The Frankfurter Allgemeine Zeitung reports that the basic idea of Dijsselbloem's proposal recalls the principle of the reform programmes to which "programme countries" - Greece, Ireland, Portugal and Cyprus - are subject. They receive financial aid from the euro crisis fund ESM and the International Monetary Fund (IMF) and must not only consolidate their finances in return, but also reform their economies and labour markets. In the original Stability and Growth Pact (SGP), concessions linked to mandatory reforms do not feature.
The FT further reports that Dijsselbloem's proposal comes amid growing angst in several EU capitals, including Berlin, that recent market calm has led to a flagging of reform efforts in the periphery – particularly in Italy. Many officials worry that, while taxes have been raised and budgets cut in many countries, economies remain structurally uncompetitive. This is because politically difficult liberalisations have lagged behind, making a return to growth more difficult. France, Italy and Greece have come in for particular criticism.
Dijsselbloem's proposal to amend the EU Stability Pact was met with reluctance, especially in the northern European countries, writes the FAZ. Both the European Commission and the Federal Government on Tuesday commented that Dijsselbloem's ideas had in principle already been realised in the recently adopted reform of the Pact. However, the Dutch Minister's proposal seems to seek less a further tightening up of the pact, but rather intends to stimulate the ongoing debate over which European instruments can be used to enforce structural reforms.

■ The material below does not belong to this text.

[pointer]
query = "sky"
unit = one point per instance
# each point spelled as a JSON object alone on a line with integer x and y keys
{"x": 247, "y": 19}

The issue of ensuring weaker eurozone economies do not slacken reform efforts was also raised anew at last week’s EU su mmit. Angela Merkel, German Chancellor, again urged "contractual arrangements" between all eurozone governments and Brussels binding them to reform programmes. Only 10 per cent of the recommendations by the Brussels executive to the EU Member States had been implemented in 2012, Angela Merkel criticised at the EU summit. Her claim was backed by Jörg Asmussen, the German representative on the Board of the European Central Bank, who said that with the Stability and Growth Pact, the "in principle correct method of economic policy coordination in Europe" did in fact "not work properly", the Spiegel and EU-info report. EU Monetary Affairs Commissioner Olli Rehn, however, defended the Pact, saying that the European Semester was "an unprecedented deepening of economic integration" and "works": budget deficits had been successfully halved since 2010.
Although the idea of such contracts had fallen out of favour since being raised by the European Commission last year, EU leaders agreed on Friday that their "main features" will be addressed at their December summit. Mr Dijsselbloem said his proposal was not intended as an alternative to the German-proposed "contracts" but followed the same line of thinking. In practice, however, it should be easier to enforce, writes the FAZ, as it would not involve treaty change.
Angela Merkel's proposals for giving the EU greater powers over eurozone members’ national budgets to EU Council President Herman Van Rompuy (a move which would require EU Treaty change) was also addressed by OpenEurope two weeks ago. They wrote that Merkel will reportedly insist on legally enforceable contracts between the Commission and individual Member States, setting out their obligations for maintaining budgetary discipline and improved competitiveness. In return, Germany could agree to a eurozone budget which would amount to tens of billions. The issue of treaty change remains contentious and might be "the opening that David Cameron has been looking for to force through EU reforms" but remains highly unpopular in France.